La fábrica de botes.-

Cuando salimos de la casa de los trompos Celina y yo nos despedimos del grupo que siguió en dirección al parque san Miguel. Celina me miro con cara de tía gruñona y dijo: Otra vez. Otra vez, qué, repuse yo. Que nos desviamos de la ruta y nos van a regañar en la casa, porque a mi también me prohibieron que me fuera para otra parte cuando saliera del colegio. Van a decir –continuó– que nos estamos saliendo del cascarón. No se dijo nada más. Caminamos hasta la carrera 7ª, doblamos hacia la izquierda y seguimos hasta la calle Santo Domingo. En ésta volteamos para alcanzar la carrera 6ª. En el trayecto nos detuvimos a observar unos carpinteros que construían unos botes en una carpintería. Los había de todas las formas: sencillos, labrados e incluso, nos llamó la atención uno que tenía como forma de tornillo. Encima de la puerta de la carpintería había una tablilla de madera en la que se leía: “Agencia funeraria de Enrique Ceballos”. Esta tableta se conservó allí hasta mediados de este año (2012), cubierta por varias capas de pintura, según aplicaban a las paredes, por lo que ya no se veía letra alguna, pero con la luz amarilla de la luminaria de enfrente que sesgada incidía sobre el antiguo aviso, se hacían visible los contornos de las viejas letras.

Días después al salir de clases vimos pasar un entierro, llevaban el ataúd en hombros, Celina dijo con voz audible: ¡Mira, igualito al bote que vimos en aquella carpintería! ¿Te acuerdas?
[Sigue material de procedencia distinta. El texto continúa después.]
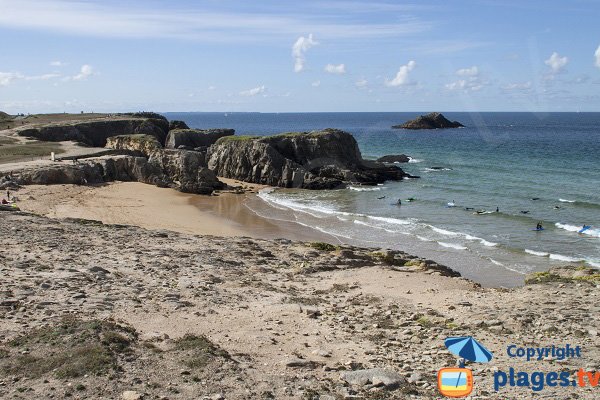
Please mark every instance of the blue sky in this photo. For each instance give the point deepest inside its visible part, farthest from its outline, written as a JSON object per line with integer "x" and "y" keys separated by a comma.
{"x": 290, "y": 56}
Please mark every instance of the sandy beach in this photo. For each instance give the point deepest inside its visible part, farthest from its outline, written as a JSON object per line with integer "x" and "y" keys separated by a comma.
{"x": 147, "y": 206}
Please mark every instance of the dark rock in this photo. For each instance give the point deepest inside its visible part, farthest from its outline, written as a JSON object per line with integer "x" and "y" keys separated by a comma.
{"x": 144, "y": 144}
{"x": 326, "y": 159}
{"x": 394, "y": 158}
{"x": 430, "y": 121}
{"x": 175, "y": 124}
{"x": 195, "y": 137}
{"x": 375, "y": 376}
{"x": 96, "y": 132}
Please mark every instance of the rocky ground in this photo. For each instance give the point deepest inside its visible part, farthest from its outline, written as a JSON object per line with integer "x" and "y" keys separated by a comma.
{"x": 106, "y": 311}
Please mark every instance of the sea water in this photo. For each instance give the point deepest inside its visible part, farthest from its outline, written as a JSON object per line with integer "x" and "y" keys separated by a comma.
{"x": 531, "y": 167}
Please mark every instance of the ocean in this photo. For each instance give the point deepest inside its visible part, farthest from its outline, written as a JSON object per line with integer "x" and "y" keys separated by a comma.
{"x": 532, "y": 167}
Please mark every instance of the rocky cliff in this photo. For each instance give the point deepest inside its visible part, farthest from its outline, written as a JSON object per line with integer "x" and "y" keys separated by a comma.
{"x": 95, "y": 133}
{"x": 430, "y": 121}
{"x": 324, "y": 159}
{"x": 194, "y": 138}
{"x": 144, "y": 144}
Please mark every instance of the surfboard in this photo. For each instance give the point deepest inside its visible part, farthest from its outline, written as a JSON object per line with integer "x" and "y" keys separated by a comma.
{"x": 585, "y": 228}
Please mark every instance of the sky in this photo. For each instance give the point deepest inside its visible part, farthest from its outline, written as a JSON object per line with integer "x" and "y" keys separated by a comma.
{"x": 299, "y": 56}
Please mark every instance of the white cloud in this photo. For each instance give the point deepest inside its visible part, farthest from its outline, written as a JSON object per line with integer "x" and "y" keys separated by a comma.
{"x": 299, "y": 49}
{"x": 254, "y": 91}
{"x": 335, "y": 69}
{"x": 85, "y": 72}
{"x": 361, "y": 84}
{"x": 401, "y": 77}
{"x": 472, "y": 83}
{"x": 517, "y": 86}
{"x": 472, "y": 71}
{"x": 556, "y": 62}
{"x": 201, "y": 21}
{"x": 471, "y": 80}
{"x": 6, "y": 78}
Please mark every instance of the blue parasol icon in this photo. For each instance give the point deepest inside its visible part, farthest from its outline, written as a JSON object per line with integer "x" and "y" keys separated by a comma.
{"x": 468, "y": 348}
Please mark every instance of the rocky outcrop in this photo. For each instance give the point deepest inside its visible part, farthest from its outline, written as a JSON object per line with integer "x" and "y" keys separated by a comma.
{"x": 96, "y": 132}
{"x": 175, "y": 124}
{"x": 430, "y": 121}
{"x": 194, "y": 138}
{"x": 324, "y": 159}
{"x": 187, "y": 169}
{"x": 394, "y": 158}
{"x": 181, "y": 170}
{"x": 144, "y": 144}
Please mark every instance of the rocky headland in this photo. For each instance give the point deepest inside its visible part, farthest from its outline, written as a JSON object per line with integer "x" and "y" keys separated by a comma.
{"x": 155, "y": 151}
{"x": 433, "y": 120}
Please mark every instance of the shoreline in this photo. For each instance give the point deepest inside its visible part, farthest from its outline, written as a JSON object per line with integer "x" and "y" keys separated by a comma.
{"x": 224, "y": 215}
{"x": 150, "y": 207}
{"x": 273, "y": 316}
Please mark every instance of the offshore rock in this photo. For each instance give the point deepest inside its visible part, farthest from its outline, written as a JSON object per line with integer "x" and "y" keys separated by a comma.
{"x": 430, "y": 121}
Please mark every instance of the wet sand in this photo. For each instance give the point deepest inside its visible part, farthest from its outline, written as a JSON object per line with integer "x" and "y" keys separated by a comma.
{"x": 150, "y": 207}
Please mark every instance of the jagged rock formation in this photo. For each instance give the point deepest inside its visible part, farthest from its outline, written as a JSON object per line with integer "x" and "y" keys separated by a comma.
{"x": 143, "y": 144}
{"x": 180, "y": 170}
{"x": 430, "y": 121}
{"x": 194, "y": 138}
{"x": 176, "y": 124}
{"x": 96, "y": 132}
{"x": 393, "y": 158}
{"x": 324, "y": 159}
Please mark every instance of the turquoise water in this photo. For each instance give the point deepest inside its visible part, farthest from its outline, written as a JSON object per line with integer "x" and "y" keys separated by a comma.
{"x": 500, "y": 160}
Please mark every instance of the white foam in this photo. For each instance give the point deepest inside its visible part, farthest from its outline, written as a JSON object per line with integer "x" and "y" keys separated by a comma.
{"x": 364, "y": 189}
{"x": 424, "y": 239}
{"x": 437, "y": 169}
{"x": 391, "y": 220}
{"x": 560, "y": 257}
{"x": 537, "y": 253}
{"x": 574, "y": 228}
{"x": 374, "y": 226}
{"x": 452, "y": 246}
{"x": 444, "y": 232}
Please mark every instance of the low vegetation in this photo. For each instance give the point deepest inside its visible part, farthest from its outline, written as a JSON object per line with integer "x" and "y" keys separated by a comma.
{"x": 70, "y": 349}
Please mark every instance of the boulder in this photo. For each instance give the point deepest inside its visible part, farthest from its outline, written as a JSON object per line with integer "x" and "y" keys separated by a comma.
{"x": 192, "y": 138}
{"x": 175, "y": 124}
{"x": 394, "y": 158}
{"x": 430, "y": 121}
{"x": 96, "y": 132}
{"x": 374, "y": 376}
{"x": 143, "y": 144}
{"x": 324, "y": 159}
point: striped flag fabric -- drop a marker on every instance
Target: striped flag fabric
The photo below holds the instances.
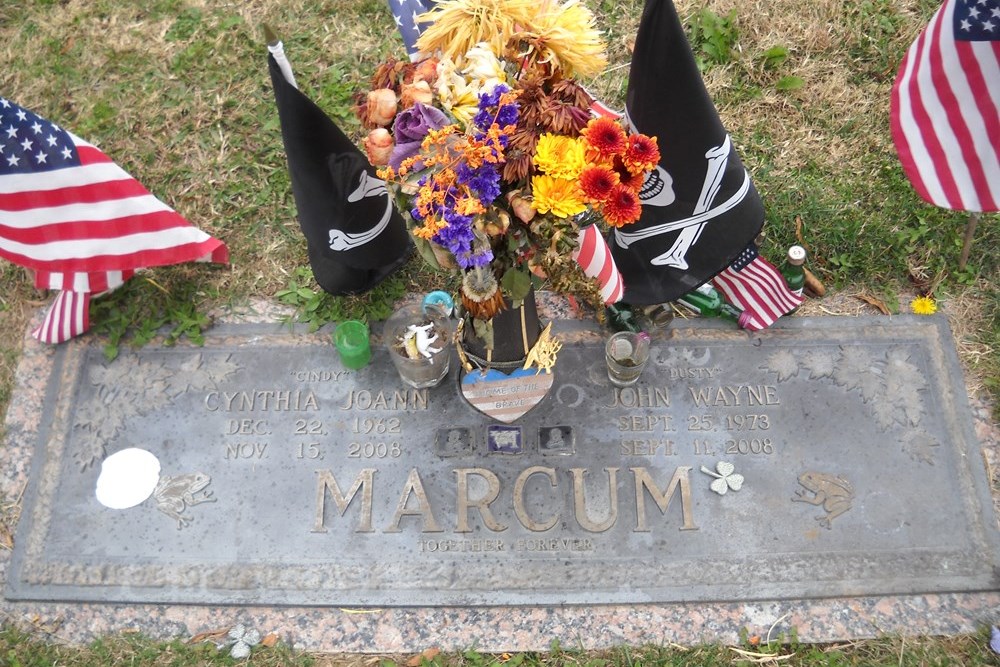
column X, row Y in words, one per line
column 79, row 221
column 945, row 107
column 405, row 13
column 594, row 257
column 755, row 286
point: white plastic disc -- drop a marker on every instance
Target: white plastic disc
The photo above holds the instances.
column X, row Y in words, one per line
column 127, row 478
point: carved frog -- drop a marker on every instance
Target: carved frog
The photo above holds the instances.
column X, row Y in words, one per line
column 174, row 494
column 834, row 493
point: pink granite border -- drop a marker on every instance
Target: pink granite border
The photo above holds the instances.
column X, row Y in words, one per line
column 493, row 629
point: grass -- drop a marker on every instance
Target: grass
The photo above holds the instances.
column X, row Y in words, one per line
column 177, row 92
column 21, row 649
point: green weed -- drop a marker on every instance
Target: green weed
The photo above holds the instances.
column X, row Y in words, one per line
column 712, row 37
column 316, row 307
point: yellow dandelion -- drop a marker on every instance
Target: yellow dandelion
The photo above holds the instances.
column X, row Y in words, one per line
column 923, row 305
column 456, row 26
column 558, row 196
column 560, row 156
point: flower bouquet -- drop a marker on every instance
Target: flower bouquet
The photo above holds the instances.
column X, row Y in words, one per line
column 489, row 144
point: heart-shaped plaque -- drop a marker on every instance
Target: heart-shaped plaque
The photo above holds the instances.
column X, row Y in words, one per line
column 505, row 397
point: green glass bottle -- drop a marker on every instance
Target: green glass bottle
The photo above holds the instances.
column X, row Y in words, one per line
column 794, row 269
column 621, row 317
column 707, row 302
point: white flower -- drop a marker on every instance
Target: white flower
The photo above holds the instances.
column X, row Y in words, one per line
column 483, row 67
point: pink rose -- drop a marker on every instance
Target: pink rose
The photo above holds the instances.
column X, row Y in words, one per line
column 381, row 107
column 418, row 91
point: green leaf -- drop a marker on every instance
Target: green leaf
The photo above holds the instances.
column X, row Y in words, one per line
column 774, row 56
column 790, row 83
column 516, row 283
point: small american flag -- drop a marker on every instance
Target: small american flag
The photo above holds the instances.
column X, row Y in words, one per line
column 405, row 13
column 757, row 287
column 81, row 223
column 594, row 257
column 945, row 107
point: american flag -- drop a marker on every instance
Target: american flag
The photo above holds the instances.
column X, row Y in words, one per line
column 594, row 257
column 405, row 13
column 945, row 107
column 758, row 288
column 81, row 223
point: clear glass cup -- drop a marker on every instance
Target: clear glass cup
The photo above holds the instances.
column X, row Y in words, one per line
column 351, row 340
column 626, row 353
column 419, row 343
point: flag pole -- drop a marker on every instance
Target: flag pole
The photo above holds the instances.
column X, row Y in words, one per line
column 277, row 50
column 970, row 231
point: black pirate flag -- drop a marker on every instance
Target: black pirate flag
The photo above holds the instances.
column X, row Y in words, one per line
column 700, row 208
column 354, row 233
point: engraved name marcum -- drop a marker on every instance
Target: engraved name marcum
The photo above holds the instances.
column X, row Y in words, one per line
column 642, row 483
column 287, row 478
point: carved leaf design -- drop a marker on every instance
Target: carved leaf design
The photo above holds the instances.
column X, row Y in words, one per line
column 199, row 374
column 819, row 363
column 90, row 451
column 920, row 447
column 784, row 364
column 852, row 367
column 123, row 388
column 885, row 412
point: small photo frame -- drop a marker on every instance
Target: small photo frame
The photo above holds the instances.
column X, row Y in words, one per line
column 504, row 439
column 556, row 440
column 454, row 441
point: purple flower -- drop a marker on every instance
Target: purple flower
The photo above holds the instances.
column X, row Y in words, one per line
column 410, row 128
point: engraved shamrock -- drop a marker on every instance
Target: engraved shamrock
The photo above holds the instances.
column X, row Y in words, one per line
column 725, row 478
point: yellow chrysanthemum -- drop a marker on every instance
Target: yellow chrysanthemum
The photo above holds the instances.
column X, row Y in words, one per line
column 458, row 25
column 923, row 305
column 560, row 156
column 558, row 196
column 565, row 35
Una señora que estaba allí viendo pasar el sepelio se volteo a mirarnos y dijo en susurro: ¡Sshhiii! Ese no es un bote, niños, es un ataúd. No quedamos convencidos de la aclaración de la señora. Años más tarde, ya había cambiado de colegio y Celina no sé para donde se había ido, me entere de la leyenda griega de Caronte que en un bote pasaba  los difuntos de una orilla a otra cruzando el rio Aqueronte. Entonces, atando cabos, sí teníamos razón en llamar botes a los ataúdes de aquella carpintería, pues son esos los botes en que los muertos hacen el viaje navegando de esta a la otra vida.